Belakangan ini kita sering mendengar istilah YOLO (You Only Live Once) dan FOMO (Fear of Missing Out) dan secara sadar maupun tidak, kita sudah terpengaruhi oleh prinsip ini. Penganut prinsip YOLO berpikir kalau hidup itu hanya sekali saja. Jadi kalo ada kesempatan, kenapa tidak diambil? Urusan yang lain, bisa belakangan. Contohnya, seperti tiba-tiba membeli tiket pesawat untuk travelling tanpa mempertimbangkan kondisi lainnya. Pokoknya, kalau tiket pesawat lagi diskon dan destinasinya adalah impian kamu, langsung diserbu!

YOLO seolah-olah memberikan gambaran bahwa hanya ada satu kehidupan di bumi ini, dan setelah kita mati, kita akan pergi selamanya.
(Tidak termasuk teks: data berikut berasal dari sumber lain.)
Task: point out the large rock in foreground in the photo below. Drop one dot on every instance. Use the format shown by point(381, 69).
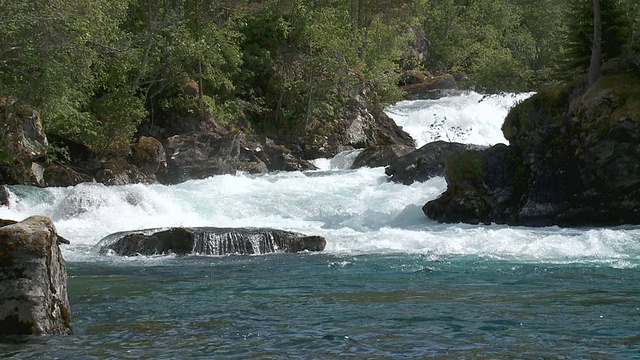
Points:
point(33, 280)
point(209, 241)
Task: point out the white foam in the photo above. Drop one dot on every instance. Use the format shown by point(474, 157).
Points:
point(358, 211)
point(468, 118)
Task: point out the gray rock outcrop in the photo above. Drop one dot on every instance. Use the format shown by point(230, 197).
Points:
point(33, 279)
point(424, 163)
point(208, 241)
point(572, 160)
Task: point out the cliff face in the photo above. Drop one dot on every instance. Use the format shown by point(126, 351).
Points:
point(572, 159)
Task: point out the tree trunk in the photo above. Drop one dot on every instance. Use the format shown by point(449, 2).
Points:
point(594, 67)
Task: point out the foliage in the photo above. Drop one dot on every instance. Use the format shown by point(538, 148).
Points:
point(617, 18)
point(499, 44)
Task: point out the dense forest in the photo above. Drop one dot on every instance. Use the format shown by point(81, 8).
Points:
point(98, 69)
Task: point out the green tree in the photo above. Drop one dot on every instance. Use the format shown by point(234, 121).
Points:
point(616, 20)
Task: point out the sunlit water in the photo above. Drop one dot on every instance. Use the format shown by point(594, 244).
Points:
point(390, 284)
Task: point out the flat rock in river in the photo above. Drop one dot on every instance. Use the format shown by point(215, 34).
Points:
point(208, 241)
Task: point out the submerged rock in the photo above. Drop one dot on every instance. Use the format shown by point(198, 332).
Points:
point(431, 87)
point(209, 241)
point(425, 162)
point(24, 143)
point(33, 280)
point(572, 160)
point(4, 196)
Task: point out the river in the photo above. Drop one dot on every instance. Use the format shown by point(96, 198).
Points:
point(390, 284)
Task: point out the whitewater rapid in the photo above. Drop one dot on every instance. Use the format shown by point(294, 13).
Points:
point(357, 211)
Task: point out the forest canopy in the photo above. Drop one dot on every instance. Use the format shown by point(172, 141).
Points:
point(97, 69)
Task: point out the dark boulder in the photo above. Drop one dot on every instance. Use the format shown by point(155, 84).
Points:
point(33, 280)
point(425, 162)
point(148, 155)
point(208, 241)
point(572, 160)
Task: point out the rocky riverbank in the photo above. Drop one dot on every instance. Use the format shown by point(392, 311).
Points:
point(188, 148)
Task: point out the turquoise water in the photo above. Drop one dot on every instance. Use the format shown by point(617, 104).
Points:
point(319, 306)
point(391, 284)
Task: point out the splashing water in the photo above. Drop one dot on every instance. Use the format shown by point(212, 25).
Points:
point(358, 211)
point(468, 118)
point(390, 284)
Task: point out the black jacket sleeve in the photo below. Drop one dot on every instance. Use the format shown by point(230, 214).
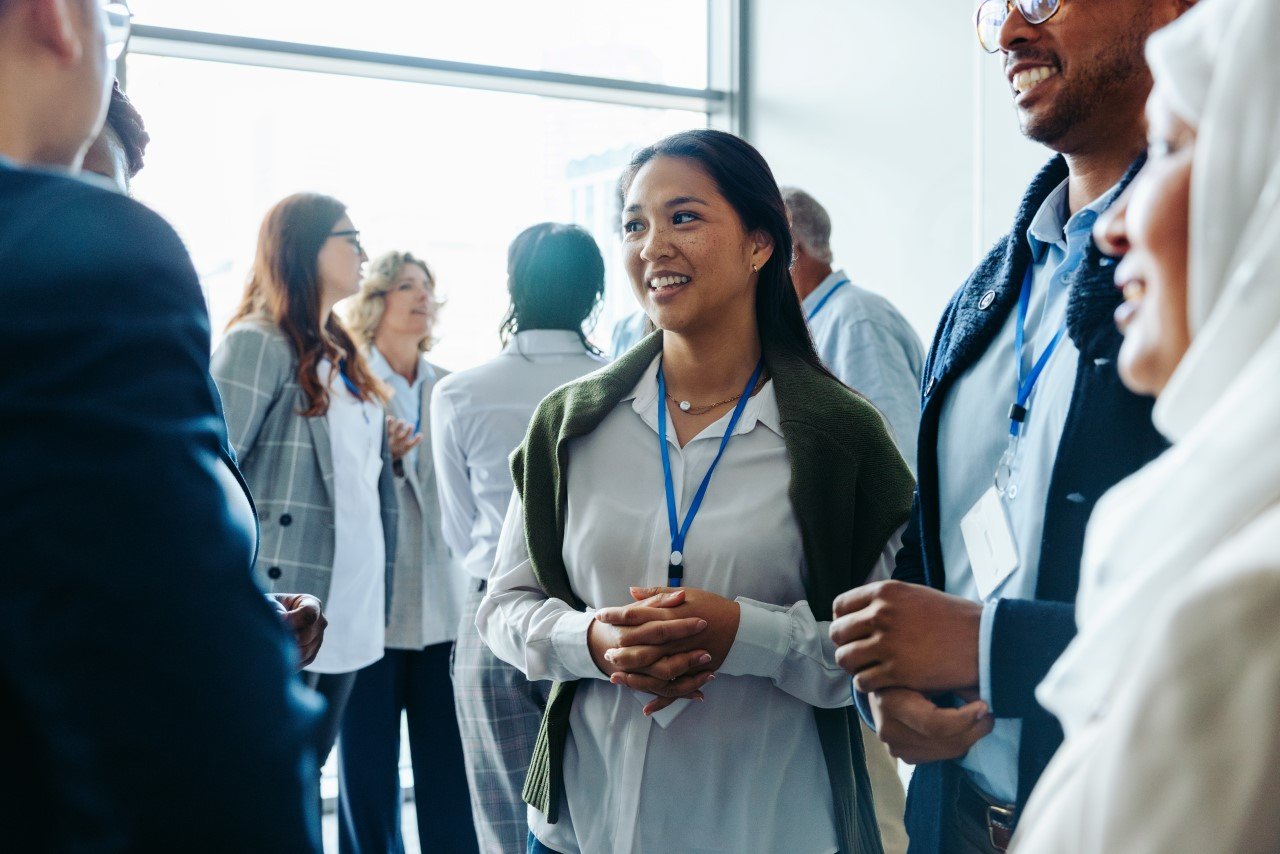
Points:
point(909, 563)
point(150, 685)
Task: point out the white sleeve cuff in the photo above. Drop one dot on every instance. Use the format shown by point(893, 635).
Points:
point(568, 639)
point(986, 629)
point(762, 642)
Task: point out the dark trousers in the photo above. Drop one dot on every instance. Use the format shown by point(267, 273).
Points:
point(336, 689)
point(535, 846)
point(369, 793)
point(964, 832)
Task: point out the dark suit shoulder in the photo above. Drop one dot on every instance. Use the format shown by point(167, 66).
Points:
point(63, 232)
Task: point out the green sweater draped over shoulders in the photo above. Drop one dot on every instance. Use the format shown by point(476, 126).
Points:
point(850, 491)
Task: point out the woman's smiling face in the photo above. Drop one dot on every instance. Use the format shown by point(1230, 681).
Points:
point(410, 304)
point(686, 251)
point(1148, 227)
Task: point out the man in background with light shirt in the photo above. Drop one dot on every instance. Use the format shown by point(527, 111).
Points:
point(1024, 425)
point(860, 336)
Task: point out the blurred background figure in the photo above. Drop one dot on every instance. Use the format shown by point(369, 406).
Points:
point(392, 319)
point(305, 415)
point(860, 336)
point(556, 279)
point(120, 146)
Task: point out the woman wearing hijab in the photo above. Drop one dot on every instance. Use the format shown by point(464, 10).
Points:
point(717, 456)
point(1170, 694)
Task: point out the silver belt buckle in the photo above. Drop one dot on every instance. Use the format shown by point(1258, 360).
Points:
point(1000, 826)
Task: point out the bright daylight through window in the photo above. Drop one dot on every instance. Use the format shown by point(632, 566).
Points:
point(451, 173)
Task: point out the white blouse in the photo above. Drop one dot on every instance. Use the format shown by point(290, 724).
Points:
point(357, 604)
point(743, 771)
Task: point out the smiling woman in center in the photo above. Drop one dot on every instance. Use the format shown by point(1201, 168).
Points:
point(688, 515)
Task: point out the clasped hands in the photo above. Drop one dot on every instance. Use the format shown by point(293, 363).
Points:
point(668, 642)
point(903, 643)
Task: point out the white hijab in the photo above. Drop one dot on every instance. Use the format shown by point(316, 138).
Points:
point(1221, 409)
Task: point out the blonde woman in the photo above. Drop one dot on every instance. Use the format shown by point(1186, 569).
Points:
point(392, 319)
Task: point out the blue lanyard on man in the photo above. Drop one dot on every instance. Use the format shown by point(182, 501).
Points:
point(1025, 383)
point(824, 300)
point(676, 563)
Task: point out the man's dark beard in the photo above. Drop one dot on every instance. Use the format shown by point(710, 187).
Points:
point(1110, 76)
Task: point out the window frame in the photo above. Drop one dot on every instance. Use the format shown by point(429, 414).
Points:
point(722, 101)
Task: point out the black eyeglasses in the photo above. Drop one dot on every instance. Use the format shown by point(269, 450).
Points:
point(351, 236)
point(992, 16)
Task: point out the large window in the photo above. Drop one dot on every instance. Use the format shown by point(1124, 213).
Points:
point(248, 103)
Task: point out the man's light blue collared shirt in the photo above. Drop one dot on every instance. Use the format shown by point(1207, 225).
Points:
point(973, 434)
point(872, 348)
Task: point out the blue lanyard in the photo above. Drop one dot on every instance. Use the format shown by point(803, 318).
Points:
point(351, 387)
point(1027, 380)
point(822, 302)
point(676, 566)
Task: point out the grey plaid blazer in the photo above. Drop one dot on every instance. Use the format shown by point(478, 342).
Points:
point(287, 461)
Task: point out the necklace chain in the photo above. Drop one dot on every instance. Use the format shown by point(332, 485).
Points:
point(689, 409)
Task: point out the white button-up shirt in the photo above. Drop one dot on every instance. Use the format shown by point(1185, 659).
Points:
point(478, 418)
point(356, 607)
point(743, 771)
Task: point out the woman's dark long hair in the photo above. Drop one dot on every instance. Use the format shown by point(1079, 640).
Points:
point(556, 281)
point(284, 286)
point(748, 185)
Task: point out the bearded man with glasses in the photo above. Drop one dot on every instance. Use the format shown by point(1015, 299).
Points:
point(146, 685)
point(1024, 425)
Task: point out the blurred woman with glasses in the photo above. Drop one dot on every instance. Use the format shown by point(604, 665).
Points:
point(305, 416)
point(392, 318)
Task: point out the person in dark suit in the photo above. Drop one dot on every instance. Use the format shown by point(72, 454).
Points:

Tidak ada kehidupan setelah kematian. Tidak ada hukuman untuk kejahatan yang kita lakukan, atau hadiah untuk melakukan kebaikan. Karena tidak ada konsekuensi kekal untuk dosa-dosa kita atau kebaikan yang kita lakukan, sebaiknya kita memanfaatkan hidup ini sebaik-baiknya, hidup di tepi “jurang” karena begitu kita mati kita tidak akan lagi memiliki kesempatan untuk merasakan kenikmatan hidup ini. Kita tidak perlu khawatir tentang masa depan umat manusia karena tidak ada yang namanya masa depan. Lagipula ini bukan masalah kita. Generasi berikutnya harus menghadapinya sama seperti kita menghadapi tantangan kita saat ini.

Lalu bagi orang-orang yang FOMO, kehidupannya penuh dengan rasa gengsi dan kecenderungan ingin mengikuti tren-tren di luar sana, terutama sejak adanya media sosial. Contohnya, ketika melihat update soal Hypebeast kalau chunky sneakers jadi tren di tahun 2020, dan juga didukung oleh teman-teman sekitar yang juga ikutan memakai chunky sneakers ke berbagai acara, langsung ikutan memborong deh. Kita ikutan membeli karena takut ketinggalan, padahal belum tentu kita suka dengan gaya tersebut.

Obsesi kita untuk selalu mengkonsumsi dan menikmati hal-hal material di zaman sekarang gara-gara YOLO maupun FOMO tidak akan ada habisnya. Mungkin kita merasa bahagia dengan hal-hal material ini, dengan pujian yang kita terima dari orang-orang sekitar kita, dan dengan mengikuti tren terkini supaya tidak dicap ketinggalan zaman— tapi apakah kita sudah mempersiapkan untuk kebahagiaan kita bersama Tuhan? Bagaimana dengan kehidupan kita setelah di dunia ini, apakah kita sudah siap?

Kesimpulan

Kita dapat melawan konsep materialisme tidak dengan merendahkan hal-hal material dan/atau sebaliknya meninggikan hal-hal yang spiritual. Iman Katolik adalah sakramental, menggunakan hal-hal yang fisikal/material untuk mendapatkan hal-hal yang spiritual/kekal. Inkarnasi Kristus menjadi manusia menunjukkan bahwa hal-hal yang material pun bagus adanya dan dapat membawa keselamatan, yang mungkin banyak orang tidak pernah berpikir seperti itu.

Contoh yang paling sempurna kita dapatkan lewat Kristus sendiri yang memberikan diri-Nya dalam rupa hosti dan anggur, yang kita rayakan dalam Misa dan juga ketika melakukan adorasi Sakramen Maha Kudus. Marilah kita semakin menghargai kekayaan yang ditawarkan oleh Gereja Katolik lewat sakramen-sakramen dan mendedikasikan hidup kita untuk melayani dan membangun persahabatan dengan banyak orang yang kita percaya diciptakan serupa dan secitra dengan Allah. Kita boleh mengumpulkan hal-hal material, tetapi gunakanlah ini untuk membantu sesama, membangun suatu komunitas, dan khususnya untuk membangun keluarga.

Pertanyaan Sharing

  1. Sharingkan 1 barang yang paling kita sukai dan apa reaksi kita jika diminta memberikan barang itu kepada orang lain.
  2. Sharingkan apa barang material yang kamu sedang/sering incar-incar. Dan setelah mengikuti CG hari ini, apakah kamu merasa sudah memiliki ketergantungan terhadap barang atau merek tersebut?
  3. Media sosial menjadi ajang untuk pamer kemewahan dan terkadang membuat kita merasa FOMO (Fear of Missing Out). Apa pendapat/pengalamanmu tentang hal ini? Sharingkan.

Bonus Point: Donasikan barang-barang yang masih layak kepada orang-orang lain atau komunitas yang lebih membutuhkan!